Step 3. The decision-maker must give priority to the moral issue above all other
considerations (for example, self-interest).
Step 4. The decision-maker must have enough moral strength to implement the
decision that he selects in Steps 2 and 3.
Some research has indicated that accountants, on the whole, are poor at taking
ethical decisions. In many cases, they treat a problem as a technical accounting issue
and fail to see any ethical implications at all.
Many accountants see their role in technical terms, without concern for values or
moral issues. They are rule-followers, more concerned with identifying what the
technical rules are and following them, rather than applying their own personal
values to resolve moral dilemmas.
Critical theory and accounting: a summary
It has been argued that traditional accounting supports ethical reporting and
decision-making, and promotes economic and social well-being through its
provision of information to users.
The views of critical accountants can be summarised as follows:
‘If all agents [groups] were equal and if markets were information-efficient and if
this led to allocative efficiency and if this led, in turn, to economic growth and if
this ensured maximum social welfare and if maximum social welfare were the aim
of society, then accounting is morally, economically and socially justifiable and may
lay claim to an intellectual framework. Of course, this is not the case’ (Gray, Owen
and Adams: ‘Accounting and Accountability: Changes and Challenges in corporate
Social and Environmental Reporting’).
1.7 Accountants and acting against the public interest
As stated earlier, accountants may be rule-followers. Technical rules are provided
by financial reporting standards and other reporting regulations.

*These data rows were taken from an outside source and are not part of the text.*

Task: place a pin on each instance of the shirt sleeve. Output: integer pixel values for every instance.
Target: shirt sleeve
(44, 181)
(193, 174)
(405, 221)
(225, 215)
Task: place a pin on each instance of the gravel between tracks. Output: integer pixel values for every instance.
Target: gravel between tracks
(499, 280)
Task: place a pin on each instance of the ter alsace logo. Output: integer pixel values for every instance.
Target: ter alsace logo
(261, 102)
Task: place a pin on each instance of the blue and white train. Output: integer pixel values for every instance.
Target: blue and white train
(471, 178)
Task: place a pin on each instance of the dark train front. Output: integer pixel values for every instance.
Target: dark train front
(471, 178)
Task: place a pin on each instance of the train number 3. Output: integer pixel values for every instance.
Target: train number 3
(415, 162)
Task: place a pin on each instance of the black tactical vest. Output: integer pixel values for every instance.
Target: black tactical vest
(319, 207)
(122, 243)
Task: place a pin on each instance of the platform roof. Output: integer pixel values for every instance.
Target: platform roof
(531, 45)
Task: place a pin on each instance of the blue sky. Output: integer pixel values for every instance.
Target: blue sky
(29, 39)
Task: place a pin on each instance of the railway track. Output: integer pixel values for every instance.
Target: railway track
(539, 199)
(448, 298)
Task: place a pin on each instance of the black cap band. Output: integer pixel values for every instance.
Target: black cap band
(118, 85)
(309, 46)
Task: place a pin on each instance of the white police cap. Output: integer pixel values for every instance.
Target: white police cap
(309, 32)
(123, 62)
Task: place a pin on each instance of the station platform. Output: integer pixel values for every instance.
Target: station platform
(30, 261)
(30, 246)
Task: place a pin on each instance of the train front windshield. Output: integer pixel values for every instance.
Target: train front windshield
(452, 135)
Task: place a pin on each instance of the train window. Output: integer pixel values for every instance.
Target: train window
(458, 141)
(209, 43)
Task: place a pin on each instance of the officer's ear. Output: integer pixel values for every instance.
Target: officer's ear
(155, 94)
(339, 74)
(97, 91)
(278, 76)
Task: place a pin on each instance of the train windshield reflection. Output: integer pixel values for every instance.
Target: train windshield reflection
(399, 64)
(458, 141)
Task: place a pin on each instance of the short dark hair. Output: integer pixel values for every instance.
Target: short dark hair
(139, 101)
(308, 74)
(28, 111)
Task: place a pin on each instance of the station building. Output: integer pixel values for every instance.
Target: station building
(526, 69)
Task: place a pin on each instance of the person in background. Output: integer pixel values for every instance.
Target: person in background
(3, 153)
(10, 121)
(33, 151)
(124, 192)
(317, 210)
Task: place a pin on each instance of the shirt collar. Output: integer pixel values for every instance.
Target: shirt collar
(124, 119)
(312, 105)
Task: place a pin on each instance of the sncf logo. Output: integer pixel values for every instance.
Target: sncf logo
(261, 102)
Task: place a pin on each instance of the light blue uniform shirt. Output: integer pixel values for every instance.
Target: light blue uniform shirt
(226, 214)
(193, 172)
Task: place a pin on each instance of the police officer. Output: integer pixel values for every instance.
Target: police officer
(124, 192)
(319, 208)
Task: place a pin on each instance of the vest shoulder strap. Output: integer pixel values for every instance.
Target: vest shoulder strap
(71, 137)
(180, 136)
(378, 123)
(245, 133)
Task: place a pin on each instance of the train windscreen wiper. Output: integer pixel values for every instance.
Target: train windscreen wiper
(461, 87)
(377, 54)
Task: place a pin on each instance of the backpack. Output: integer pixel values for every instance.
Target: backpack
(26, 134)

A function of the professional accountancy bodies is to provide rules of conduct and
ethical behaviour, with the expectation that all members should follow the rules.
Accountants might not be moral by nature, but they can be taught to think and act
ethically.
Occasional problems will inevitably arise when some accountants choose a different
set of rules, or deliberately break the rules. The consequences depend on the nature
of the rule-breaking. In an extreme case such as Enron, breaking the rules by
accountants contributed significantly to the collapse of the company. Even in the
Enron case, the accountants who were prosecuted and imprisoned did not
necessarily understand what they had done wrong. They were simply doing the
same as other people, and adopting the culture of the company.